Furthermore, many asbestos victims had experienced exposure to multiple asbestos products from different companies. Lawyers had hidden this evidence to make Garlock look worse.
Stating that “lawyers had infected the tort system” by manipulating evidence, the judge reduced the compensation to 90% of the original claim of $1.2 billion. In March 2016, Garlock paid up $480 in a settlement with the plaintiffs.
The case of Crane
John Crane Inc, a gasket manufacturer, is the latest company to join Garlock’s fight against the asbestos claim racket. The firm has asked the judge to allow an investigation into the plaintiffs’ law firms Simon Greenstone and Shein Law Center.
Plaintiff David Keleman sued and won $30 million from Crane in 2008 when his lawyers claimed that he only worked with products of non-bankrupt companies. While the lawyers filed six claims with bankruptcy trusts that made amphibole insulation or asbestos-containing brake pads, Keleman denied ever having handled these products.

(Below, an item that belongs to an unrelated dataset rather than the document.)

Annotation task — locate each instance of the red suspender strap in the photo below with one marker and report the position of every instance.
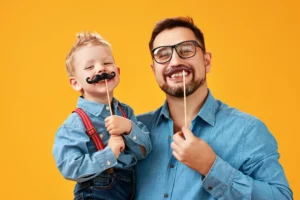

Crane was able to win the case in 2014 when the company highlighted a case where a plaintiff under oath claimed exposure only to products made by Crane and not Garlock. But weeks later, the plaintiff signed an affidavit saying that he had personally handled products made by Garlock.
Plaintiff lawyers counter accused Crane of engaging in manipulation of facts to avoid paying “the right compensation.” However, the fact remains that law firms have engaged in fraudulent torts in the past.
More evidence of fraudulent claims
Additionally, there have been many past instances where companies proven the manipulation in which lawyers have indulged. In 2012, CSX won the case against attorneys and radiologist Ray Harron after proving they manipulated medical evidence in thousands of fraudulent asbestos claims.
Likewise, Drummond Industries won their case against a labor rights lawyer. The company discovered proof that witnesses received thousands of dollars to testify against the company.
More recently, former New York Assembly Speaker, Sheldon Silver, was arrested. Allegedly, he had been routing patients referred by a cancer doctor to a law firm that specializes in asbestos litigations.
Meanwhile, legislators debate about bringing in more transparency and fairness in asbestos litigations. However, it might take more than mere legislation to put a stop to fraudulent tactics.